Your Favorite Stores Know You All Too Well

A Techwise Conversation with data-mining expert Eric Siegel

Loading the podcast player...

Hi, this is Steven Cherry for IEEE Spectrum’s “Techwise Conversations.”

Back in 2004, Spectrum had a special issue on technology and privacy. In an article with the literary title Sensors and Sensibility, we quoted a privacy expert who said, “Cash registers are no longer adding machines with cash drawers. They’re high-speed, data-collecting computers with connections to the Internet. And shopper loyalty cards tie that data to your identity. The whole goal is to figure out everything you can learn about your customer. We’re creating a retail zoo, where customers are the exhibits.”

That was eight years ago. Since then, computers have improved at a Moore’s law pace, data-modeling methods have improved even faster, and all those databases have eight more years’ [worth] of data. It’s not just what we tell our favorite shops about ourselves, it’s what they can also infer—a recent New York Times article noted that stores can now tell that a woman is pregnant almost as soon as she knows it herself, and they can send her coupons for the right products right when she needs them.

This new science of figuring out what you need and when—all to get you to clink or swipe or reach for your wallet—is called predictive analytics, and my guest today is Eric Siegel, president of Prediction Impact and the conference chair of Predictive Analytics World. He has a Ph.D. in computer science from Columbia University and taught there for several years. His company is in San Francisco, but he joins us by phone from New York City.

Steven Cherry: Eric, welcome to the podcast.

Eric Siegel: Thanks, Steven. It’s a pleasure to be here.

Steven Cherry: Eric, yesterday I watched a 13-minute video on your site. Before I could watch it, I had to give an e-mail address.
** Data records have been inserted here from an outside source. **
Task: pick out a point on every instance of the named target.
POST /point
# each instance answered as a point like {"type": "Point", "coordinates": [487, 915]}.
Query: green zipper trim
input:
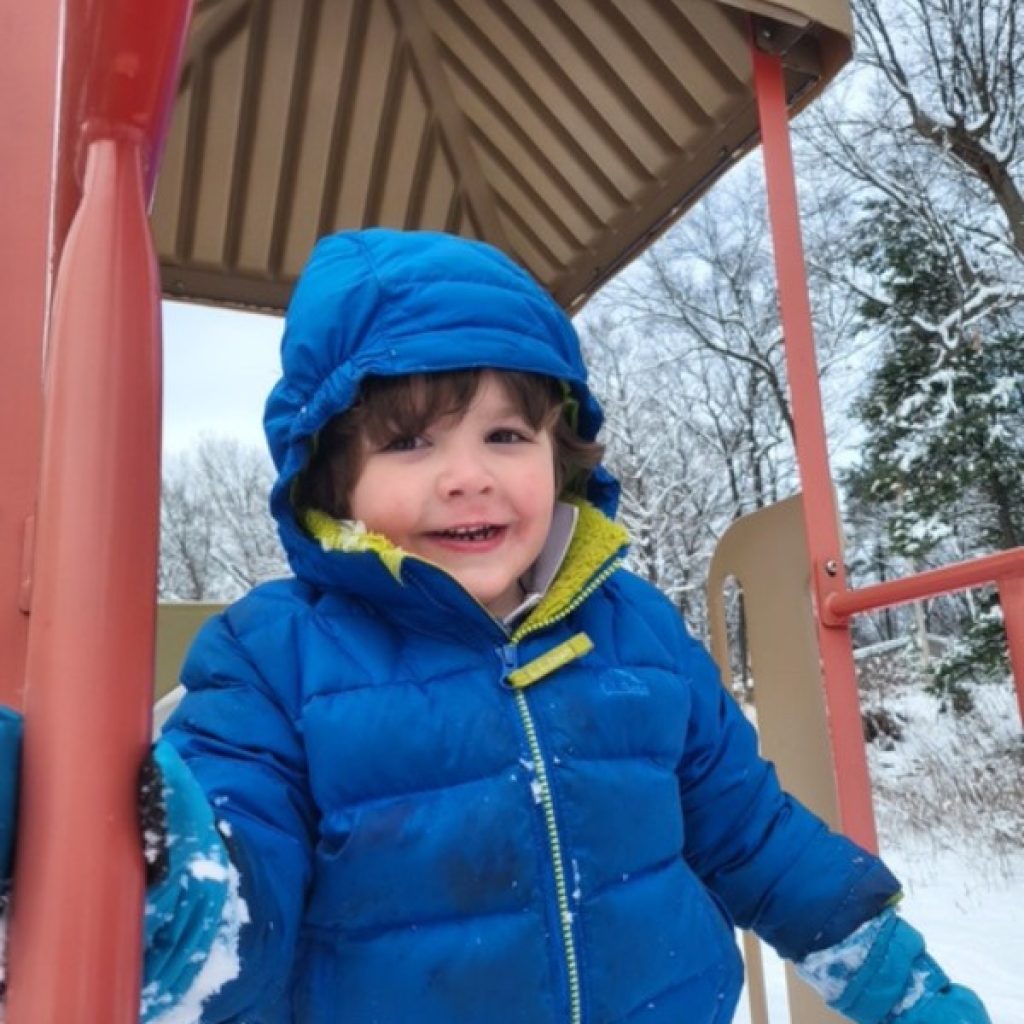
{"type": "Point", "coordinates": [550, 662]}
{"type": "Point", "coordinates": [534, 625]}
{"type": "Point", "coordinates": [582, 643]}
{"type": "Point", "coordinates": [543, 791]}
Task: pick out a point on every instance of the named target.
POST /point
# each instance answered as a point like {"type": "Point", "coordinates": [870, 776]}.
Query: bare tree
{"type": "Point", "coordinates": [217, 538]}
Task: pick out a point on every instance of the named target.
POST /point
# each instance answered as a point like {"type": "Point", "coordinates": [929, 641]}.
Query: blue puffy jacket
{"type": "Point", "coordinates": [428, 835]}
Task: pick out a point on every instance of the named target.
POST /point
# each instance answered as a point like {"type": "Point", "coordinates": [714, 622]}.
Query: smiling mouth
{"type": "Point", "coordinates": [469, 534]}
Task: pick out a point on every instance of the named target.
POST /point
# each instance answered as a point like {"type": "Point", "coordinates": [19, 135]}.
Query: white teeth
{"type": "Point", "coordinates": [470, 532]}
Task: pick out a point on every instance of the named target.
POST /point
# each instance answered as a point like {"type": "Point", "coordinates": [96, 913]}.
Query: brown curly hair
{"type": "Point", "coordinates": [389, 407]}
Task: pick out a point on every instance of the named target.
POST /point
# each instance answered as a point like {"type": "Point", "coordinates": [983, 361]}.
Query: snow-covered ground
{"type": "Point", "coordinates": [950, 812]}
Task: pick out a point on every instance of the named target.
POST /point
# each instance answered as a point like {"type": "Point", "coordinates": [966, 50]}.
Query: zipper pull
{"type": "Point", "coordinates": [551, 662]}
{"type": "Point", "coordinates": [509, 654]}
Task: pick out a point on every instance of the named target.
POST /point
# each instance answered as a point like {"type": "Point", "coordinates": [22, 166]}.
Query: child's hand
{"type": "Point", "coordinates": [10, 772]}
{"type": "Point", "coordinates": [954, 1005]}
{"type": "Point", "coordinates": [882, 974]}
{"type": "Point", "coordinates": [193, 908]}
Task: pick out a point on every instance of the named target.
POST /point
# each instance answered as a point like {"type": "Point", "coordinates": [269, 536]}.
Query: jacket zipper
{"type": "Point", "coordinates": [543, 788]}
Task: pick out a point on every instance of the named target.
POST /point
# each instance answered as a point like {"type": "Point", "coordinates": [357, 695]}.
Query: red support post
{"type": "Point", "coordinates": [842, 704]}
{"type": "Point", "coordinates": [29, 35]}
{"type": "Point", "coordinates": [76, 911]}
{"type": "Point", "coordinates": [1012, 601]}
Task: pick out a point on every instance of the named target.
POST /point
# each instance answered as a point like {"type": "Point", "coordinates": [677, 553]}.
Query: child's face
{"type": "Point", "coordinates": [474, 495]}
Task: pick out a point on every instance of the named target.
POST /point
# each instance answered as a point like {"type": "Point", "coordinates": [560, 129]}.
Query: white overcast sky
{"type": "Point", "coordinates": [218, 367]}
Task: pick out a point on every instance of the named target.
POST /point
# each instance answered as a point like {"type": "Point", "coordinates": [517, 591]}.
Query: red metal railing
{"type": "Point", "coordinates": [1005, 568]}
{"type": "Point", "coordinates": [836, 602]}
{"type": "Point", "coordinates": [76, 923]}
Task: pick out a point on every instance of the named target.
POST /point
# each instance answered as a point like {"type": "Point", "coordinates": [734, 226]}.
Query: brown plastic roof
{"type": "Point", "coordinates": [567, 132]}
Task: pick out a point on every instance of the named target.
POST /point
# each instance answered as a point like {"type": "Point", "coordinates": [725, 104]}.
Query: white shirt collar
{"type": "Point", "coordinates": [541, 574]}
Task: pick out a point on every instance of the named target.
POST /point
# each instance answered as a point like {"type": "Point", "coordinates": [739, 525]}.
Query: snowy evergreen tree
{"type": "Point", "coordinates": [944, 414]}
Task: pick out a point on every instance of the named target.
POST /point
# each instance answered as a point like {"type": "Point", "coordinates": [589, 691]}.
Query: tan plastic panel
{"type": "Point", "coordinates": [567, 132]}
{"type": "Point", "coordinates": [766, 554]}
{"type": "Point", "coordinates": [176, 628]}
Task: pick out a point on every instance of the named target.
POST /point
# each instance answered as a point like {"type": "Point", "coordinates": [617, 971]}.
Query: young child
{"type": "Point", "coordinates": [464, 768]}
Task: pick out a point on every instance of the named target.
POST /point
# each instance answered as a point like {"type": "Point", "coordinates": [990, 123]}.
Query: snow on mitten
{"type": "Point", "coordinates": [194, 910]}
{"type": "Point", "coordinates": [882, 974]}
{"type": "Point", "coordinates": [10, 764]}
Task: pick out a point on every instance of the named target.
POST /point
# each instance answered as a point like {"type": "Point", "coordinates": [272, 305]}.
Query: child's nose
{"type": "Point", "coordinates": [465, 474]}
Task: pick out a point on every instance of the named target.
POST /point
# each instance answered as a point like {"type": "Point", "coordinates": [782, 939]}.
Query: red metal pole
{"type": "Point", "coordinates": [29, 35]}
{"type": "Point", "coordinates": [75, 944]}
{"type": "Point", "coordinates": [842, 705]}
{"type": "Point", "coordinates": [1004, 565]}
{"type": "Point", "coordinates": [1012, 600]}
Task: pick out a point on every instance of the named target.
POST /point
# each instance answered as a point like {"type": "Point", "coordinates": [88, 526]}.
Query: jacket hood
{"type": "Point", "coordinates": [383, 302]}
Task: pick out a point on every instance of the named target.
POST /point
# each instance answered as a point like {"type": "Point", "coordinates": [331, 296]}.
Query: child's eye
{"type": "Point", "coordinates": [508, 435]}
{"type": "Point", "coordinates": [403, 444]}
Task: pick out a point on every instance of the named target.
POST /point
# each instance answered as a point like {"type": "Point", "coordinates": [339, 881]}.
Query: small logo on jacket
{"type": "Point", "coordinates": [619, 683]}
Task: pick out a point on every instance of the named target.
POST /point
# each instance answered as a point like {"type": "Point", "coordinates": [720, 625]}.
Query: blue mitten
{"type": "Point", "coordinates": [193, 909]}
{"type": "Point", "coordinates": [10, 773]}
{"type": "Point", "coordinates": [883, 975]}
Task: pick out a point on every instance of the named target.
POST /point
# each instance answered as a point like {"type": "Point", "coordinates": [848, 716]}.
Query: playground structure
{"type": "Point", "coordinates": [567, 132]}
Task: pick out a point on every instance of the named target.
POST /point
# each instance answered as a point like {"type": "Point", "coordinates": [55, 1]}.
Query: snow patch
{"type": "Point", "coordinates": [221, 966]}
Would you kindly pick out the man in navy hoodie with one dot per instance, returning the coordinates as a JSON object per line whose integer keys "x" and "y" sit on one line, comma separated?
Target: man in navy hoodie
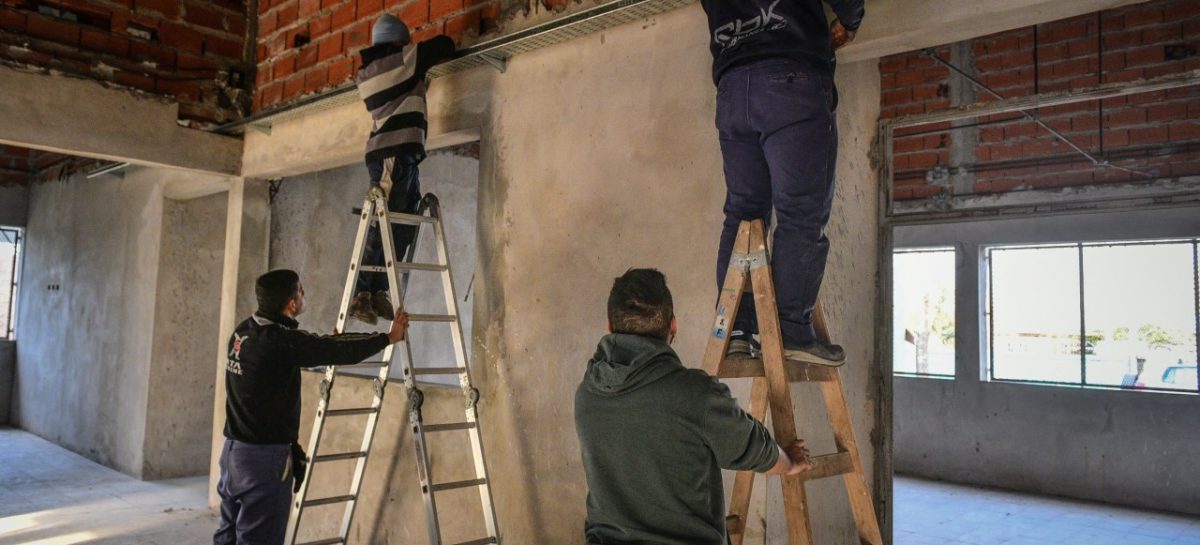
{"x": 773, "y": 64}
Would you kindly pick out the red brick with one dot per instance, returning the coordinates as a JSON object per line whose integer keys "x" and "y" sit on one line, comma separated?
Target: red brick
{"x": 439, "y": 9}
{"x": 316, "y": 78}
{"x": 293, "y": 88}
{"x": 329, "y": 47}
{"x": 53, "y": 29}
{"x": 105, "y": 42}
{"x": 341, "y": 70}
{"x": 181, "y": 37}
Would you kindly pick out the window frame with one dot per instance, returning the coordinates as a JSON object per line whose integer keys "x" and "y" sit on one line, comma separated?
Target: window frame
{"x": 988, "y": 354}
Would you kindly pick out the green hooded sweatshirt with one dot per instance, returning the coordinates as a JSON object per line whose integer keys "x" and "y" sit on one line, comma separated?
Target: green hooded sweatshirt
{"x": 654, "y": 437}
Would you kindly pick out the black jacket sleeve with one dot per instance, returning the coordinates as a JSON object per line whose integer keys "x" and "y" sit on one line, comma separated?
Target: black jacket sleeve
{"x": 305, "y": 349}
{"x": 431, "y": 52}
{"x": 850, "y": 12}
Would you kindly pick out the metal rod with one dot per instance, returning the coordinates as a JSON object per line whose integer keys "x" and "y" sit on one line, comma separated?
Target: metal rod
{"x": 1035, "y": 118}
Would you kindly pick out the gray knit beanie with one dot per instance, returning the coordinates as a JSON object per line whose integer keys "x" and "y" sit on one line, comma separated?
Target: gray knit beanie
{"x": 389, "y": 29}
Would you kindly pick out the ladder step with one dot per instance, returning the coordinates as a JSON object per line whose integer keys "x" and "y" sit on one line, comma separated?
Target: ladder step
{"x": 797, "y": 371}
{"x": 448, "y": 426}
{"x": 829, "y": 465}
{"x": 432, "y": 318}
{"x": 460, "y": 484}
{"x": 351, "y": 412}
{"x": 438, "y": 370}
{"x": 329, "y": 501}
{"x": 330, "y": 457}
{"x": 324, "y": 541}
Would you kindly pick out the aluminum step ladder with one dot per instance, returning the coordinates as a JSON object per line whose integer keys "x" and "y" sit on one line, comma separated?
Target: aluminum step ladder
{"x": 750, "y": 273}
{"x": 375, "y": 211}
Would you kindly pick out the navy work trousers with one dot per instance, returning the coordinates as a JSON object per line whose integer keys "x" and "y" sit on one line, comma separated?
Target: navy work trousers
{"x": 779, "y": 141}
{"x": 403, "y": 190}
{"x": 256, "y": 493}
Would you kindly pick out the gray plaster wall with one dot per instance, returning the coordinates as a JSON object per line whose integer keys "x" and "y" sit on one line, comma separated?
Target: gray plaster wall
{"x": 1122, "y": 447}
{"x": 87, "y": 315}
{"x": 13, "y": 205}
{"x": 615, "y": 165}
{"x": 179, "y": 412}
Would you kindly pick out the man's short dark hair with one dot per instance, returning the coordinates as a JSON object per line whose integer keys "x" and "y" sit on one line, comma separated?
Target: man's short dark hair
{"x": 275, "y": 289}
{"x": 640, "y": 304}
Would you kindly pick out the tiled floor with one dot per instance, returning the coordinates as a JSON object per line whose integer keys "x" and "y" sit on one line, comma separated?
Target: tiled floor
{"x": 51, "y": 496}
{"x": 936, "y": 513}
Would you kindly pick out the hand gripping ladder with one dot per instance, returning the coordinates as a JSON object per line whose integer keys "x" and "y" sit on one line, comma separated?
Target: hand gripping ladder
{"x": 375, "y": 210}
{"x": 750, "y": 273}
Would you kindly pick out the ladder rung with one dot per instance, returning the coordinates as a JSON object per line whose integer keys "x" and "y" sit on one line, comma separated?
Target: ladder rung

There was other information I could give—my name, phone number, and so on—but only the one required field. Was that just to get me on your mailing list, much can you figure out from an e-mail address?

Eric Siegel: Hah. Well, it depends on the person’s e-mail address. It’s actually a pretty tantalizing example when we’re talking about predictive analytics. So, you know, taking a step back, predictive analytics, we define it as data-driven technology that generates data-driven scores for each individual consumer or prospect or other organizational elements. And in general the value, the thing we want to figure out about people as companies, and in business applications—although the applications go far beyond other sectors, including law enforcement and health care—is something about what they’re going to do. So it does come down to prediction, where you’re going to get value. And an e-mail address often is very predictive of the chances that you’re going to convert, for example, from a free to a paying member. Not in the case of my business, but in the case of clients I’ve worked for, such as online dating sites, where there may be a free membership level. And the chances that somebody’s going to upgrade their membership to some kind of premium or paying does turn out to be very well correlated with the domain of their e-mail address. And so it’s a predictive thing. Yes—you know, we’re a very small business, but it behooves us to collect contact information to have marketing e-mail lists.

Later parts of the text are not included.